AmericanJazzMan It is a peculiarly modern, and startling, experience to stumble online upon something that you have published in the past and pretty much forgotten about. I did so this morning when I came upon a review I had written four years ago of a history of classical music in the United States. Despite the fact that I recall its having been cut cruelly, for space considerations, just before publication, I find that I still stand squarely behind its main argument about the spaciousness of classical music. And I think the fight against letting our view of it become too narrow is still one worth waging.

At the same time, I hasten to acknowledge the usefulness of some of the data included in the book under review. For example, the mind still boggles at this fact: On Christmas Day 1909, Oscar Hammerstein’s Manhattan Opera presented Tosca and Tales of Hoffmann in New York, Faust and Aïda in Philadelphia, Le Jongleur de Notre Dame, Cavalleria Rusticana and Pagliacci in Pittsburgh, and Mignon and Le Caïd in Montreal!
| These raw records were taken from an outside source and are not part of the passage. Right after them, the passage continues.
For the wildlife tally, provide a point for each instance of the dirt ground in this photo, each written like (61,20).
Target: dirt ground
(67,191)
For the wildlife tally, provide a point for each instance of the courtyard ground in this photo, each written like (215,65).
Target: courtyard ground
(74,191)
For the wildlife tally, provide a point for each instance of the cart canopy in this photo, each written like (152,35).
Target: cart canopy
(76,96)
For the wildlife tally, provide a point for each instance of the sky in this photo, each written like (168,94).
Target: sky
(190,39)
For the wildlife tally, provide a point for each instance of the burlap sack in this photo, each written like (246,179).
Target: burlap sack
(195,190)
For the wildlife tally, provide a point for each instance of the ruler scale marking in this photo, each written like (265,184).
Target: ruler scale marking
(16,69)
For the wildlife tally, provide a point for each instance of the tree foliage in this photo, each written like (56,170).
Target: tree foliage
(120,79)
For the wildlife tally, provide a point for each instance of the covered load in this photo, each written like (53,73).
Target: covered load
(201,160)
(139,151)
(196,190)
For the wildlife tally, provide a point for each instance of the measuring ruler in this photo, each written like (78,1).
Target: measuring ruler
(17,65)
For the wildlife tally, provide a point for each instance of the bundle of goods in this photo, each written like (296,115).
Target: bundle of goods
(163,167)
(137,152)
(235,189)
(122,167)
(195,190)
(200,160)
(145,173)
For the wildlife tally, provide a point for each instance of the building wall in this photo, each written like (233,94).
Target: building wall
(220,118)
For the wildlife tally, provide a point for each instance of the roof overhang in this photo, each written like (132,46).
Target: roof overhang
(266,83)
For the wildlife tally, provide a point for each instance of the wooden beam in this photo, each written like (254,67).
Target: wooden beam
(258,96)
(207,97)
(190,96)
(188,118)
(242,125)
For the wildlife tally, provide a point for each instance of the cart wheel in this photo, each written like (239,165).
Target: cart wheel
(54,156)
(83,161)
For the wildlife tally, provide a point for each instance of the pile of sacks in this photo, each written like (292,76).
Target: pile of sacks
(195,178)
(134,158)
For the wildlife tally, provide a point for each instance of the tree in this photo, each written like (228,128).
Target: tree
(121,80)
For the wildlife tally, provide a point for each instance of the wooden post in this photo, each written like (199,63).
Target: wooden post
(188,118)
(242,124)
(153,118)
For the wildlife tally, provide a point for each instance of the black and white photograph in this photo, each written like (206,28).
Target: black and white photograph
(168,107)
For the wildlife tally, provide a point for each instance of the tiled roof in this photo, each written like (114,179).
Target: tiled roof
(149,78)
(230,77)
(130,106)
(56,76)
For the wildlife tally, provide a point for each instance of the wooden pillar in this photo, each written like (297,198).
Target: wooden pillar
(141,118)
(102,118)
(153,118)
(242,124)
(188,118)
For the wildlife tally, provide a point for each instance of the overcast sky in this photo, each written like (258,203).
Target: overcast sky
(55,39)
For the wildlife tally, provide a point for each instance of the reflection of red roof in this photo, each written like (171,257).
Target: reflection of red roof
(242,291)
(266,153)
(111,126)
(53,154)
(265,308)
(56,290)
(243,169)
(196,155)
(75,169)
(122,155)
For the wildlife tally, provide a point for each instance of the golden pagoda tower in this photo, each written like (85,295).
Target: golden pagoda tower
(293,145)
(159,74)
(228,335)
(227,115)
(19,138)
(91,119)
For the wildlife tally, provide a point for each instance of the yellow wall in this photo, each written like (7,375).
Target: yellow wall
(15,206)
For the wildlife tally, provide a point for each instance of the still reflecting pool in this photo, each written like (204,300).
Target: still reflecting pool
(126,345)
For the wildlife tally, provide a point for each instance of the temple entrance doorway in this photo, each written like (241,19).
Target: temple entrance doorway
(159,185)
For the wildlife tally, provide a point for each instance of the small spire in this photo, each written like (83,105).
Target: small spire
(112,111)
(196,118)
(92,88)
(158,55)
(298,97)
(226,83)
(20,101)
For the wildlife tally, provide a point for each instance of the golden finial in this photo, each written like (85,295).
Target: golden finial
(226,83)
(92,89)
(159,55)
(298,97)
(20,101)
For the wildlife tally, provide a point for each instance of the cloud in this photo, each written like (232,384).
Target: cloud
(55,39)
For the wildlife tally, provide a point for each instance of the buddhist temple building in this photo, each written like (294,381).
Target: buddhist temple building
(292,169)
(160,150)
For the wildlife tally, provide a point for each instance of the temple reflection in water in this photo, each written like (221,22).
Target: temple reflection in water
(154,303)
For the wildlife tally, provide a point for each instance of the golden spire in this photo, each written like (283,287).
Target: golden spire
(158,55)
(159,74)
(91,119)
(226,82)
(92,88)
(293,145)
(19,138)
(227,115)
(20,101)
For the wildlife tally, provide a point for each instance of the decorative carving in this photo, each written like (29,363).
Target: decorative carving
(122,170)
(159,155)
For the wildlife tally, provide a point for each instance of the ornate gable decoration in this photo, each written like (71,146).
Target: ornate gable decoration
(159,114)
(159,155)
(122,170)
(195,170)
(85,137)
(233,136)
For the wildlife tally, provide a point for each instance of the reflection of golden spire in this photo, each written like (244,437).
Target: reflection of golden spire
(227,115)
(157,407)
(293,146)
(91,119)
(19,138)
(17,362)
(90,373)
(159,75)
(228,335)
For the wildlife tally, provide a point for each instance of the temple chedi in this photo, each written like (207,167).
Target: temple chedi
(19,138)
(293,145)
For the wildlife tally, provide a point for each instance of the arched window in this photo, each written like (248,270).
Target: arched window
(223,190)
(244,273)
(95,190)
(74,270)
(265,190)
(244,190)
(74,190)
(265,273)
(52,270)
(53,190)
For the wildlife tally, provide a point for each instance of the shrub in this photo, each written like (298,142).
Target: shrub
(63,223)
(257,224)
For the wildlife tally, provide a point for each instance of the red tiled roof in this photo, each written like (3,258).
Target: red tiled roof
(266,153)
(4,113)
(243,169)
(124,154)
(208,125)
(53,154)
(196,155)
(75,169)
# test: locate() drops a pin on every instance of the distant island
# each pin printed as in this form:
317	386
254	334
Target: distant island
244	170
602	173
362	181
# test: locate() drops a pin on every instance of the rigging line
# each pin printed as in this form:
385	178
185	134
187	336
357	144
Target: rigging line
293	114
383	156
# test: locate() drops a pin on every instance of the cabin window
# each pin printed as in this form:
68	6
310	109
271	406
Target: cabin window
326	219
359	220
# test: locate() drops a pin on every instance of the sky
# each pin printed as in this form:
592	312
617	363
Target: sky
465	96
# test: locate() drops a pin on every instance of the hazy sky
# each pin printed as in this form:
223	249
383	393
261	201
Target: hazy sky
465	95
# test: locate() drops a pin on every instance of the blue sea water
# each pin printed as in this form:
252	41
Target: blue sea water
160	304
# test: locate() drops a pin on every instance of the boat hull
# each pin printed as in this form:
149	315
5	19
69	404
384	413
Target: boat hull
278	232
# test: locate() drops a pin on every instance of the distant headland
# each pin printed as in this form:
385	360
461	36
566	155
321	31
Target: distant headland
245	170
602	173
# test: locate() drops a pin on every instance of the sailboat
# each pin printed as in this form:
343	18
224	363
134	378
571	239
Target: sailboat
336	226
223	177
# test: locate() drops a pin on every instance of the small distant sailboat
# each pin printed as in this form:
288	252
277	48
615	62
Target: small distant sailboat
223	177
Où, indeed, sont les neiges d’antan?

UPDATE: Almost as though in response to the plea above for a broader approach (which would also be a deeper one) to our heritage, I have coincidentally just received an e-mail alert from the Society for American Music of an upcoming conference hosted by “The Exile Society and the Friends of the Schwenkfelder Library & Heritage Center” on “Eighteenth and Nineteenth Century Sacred Vocal Music In PA German Culture.” We live in a time when many groups, large and small, are delving into the true variety that the American musical culture involves. Looking only at the big, endowed institutions of the carriage trade falsifies the picture crucially.